Entretien du lundi — Sonia mbarek
Publié dans La Presse de Tunisie le 30 - 07 - 2018

Ex-ministre de la Culture et de la Sauvegarde du patrimoine, docteur en Sciences politiques, enseignante universitaire spécialisée en droits de l'homme et droits d'auteur, consultante experte en diplomatie & politiques culturelles et gestion des festivals, artiste-interprète, Sonia Mbarek travaille actuellement sur un nouveau projet dont elle est l'initiatrice «Etats et cultures au Maghreb». Elle nous en parle.
Vous êtes lauréate du Prix Fatima El Fahria pour la promotion de l'accès de la femme à la formation et aux responsabilités professionnelles en Méditerranée pour l'édition 2018...
Effectivement ! Je poursuis mon parcours d'universitaire et d'artiste d'ailleurs... Pour le mois d'août, je me prépare pour une série de conférences et Master class à Boston et à un concert unique à New York au Merkin concert hall. Sonia Mbarek c'est aussi l'enseignante universitaire et la «chercheur». D'ailleurs depuis des années j'ai été dans la recherche et l'enseignement à l'Institut supérieur de musicologie. J'enseigne les droits d'auteur qui est l'une de mes spécialités.
Vous êtes également chercheur associé à la Faculté de droit et de sciences politiques de Tunis et vous êtes en train de travailler sur un grand projet «Etats et cultures au Maghreb».
La région du Maghreb est aujourd'hui face à beaucoup de défis : politiques, économiques, ou sociaux et la culture au sens large du terme est appelée à jouer un grand rôle au milieu de toutes ces mutations. C'est un travail qui va me prendre des années mais c'est aussi un travail que je supervise et coordonne puisque mon idée de travailler sur le Maghreb m'interpellait fortement. Je me suis déjà lancée et à la rentrée nous prévoyons notre premier colloque en novembre que j'organise à la faculté de Droit.
Quel est en substance le concept de ce projet ?

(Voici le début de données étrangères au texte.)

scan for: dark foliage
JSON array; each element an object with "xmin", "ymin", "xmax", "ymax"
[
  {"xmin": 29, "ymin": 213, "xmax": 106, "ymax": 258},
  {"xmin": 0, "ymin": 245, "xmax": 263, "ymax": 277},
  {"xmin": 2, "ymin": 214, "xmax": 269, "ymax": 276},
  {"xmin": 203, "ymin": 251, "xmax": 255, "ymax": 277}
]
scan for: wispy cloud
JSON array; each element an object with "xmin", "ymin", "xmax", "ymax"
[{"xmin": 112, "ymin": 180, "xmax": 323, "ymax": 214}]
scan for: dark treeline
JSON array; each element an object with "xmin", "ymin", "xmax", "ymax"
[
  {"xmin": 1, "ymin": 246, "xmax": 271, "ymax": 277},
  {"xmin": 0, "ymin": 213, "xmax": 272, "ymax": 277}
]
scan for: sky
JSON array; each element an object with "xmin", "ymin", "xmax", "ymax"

Comment faire interagir les politiques culturelles maghrébines pour construire une politique culturelle intégrée ? C'est le point de départ de ce projet. Il y a eu l'expérience de l'UMA qui, malheureusement, n'a pas abouti malgré le potentiel énorme qui existe. Personnellement je défends l'idée suivante : puisque nous n'avons pas encore réussi au niveau politique et social nous pouvons trouver des passerelles au niveau culturel et nous devons les trouver. Et peut-être qu'à travers ces passerelles et les institutions bilatérales ou trilatérales, on pourra résoudre les problèmes jusque-là irrésolus sur le plan politique, social et historique. Ce qui m'importe dans tout cela c'est de pouvoir fédérer, autour de cette recherche (qui va prendre des années avec des partenaires dans le monde entier), des chercheurs, des médias et des journalistes qui doivent être présents avec nous pour donner leur avis ainsi que la société civile.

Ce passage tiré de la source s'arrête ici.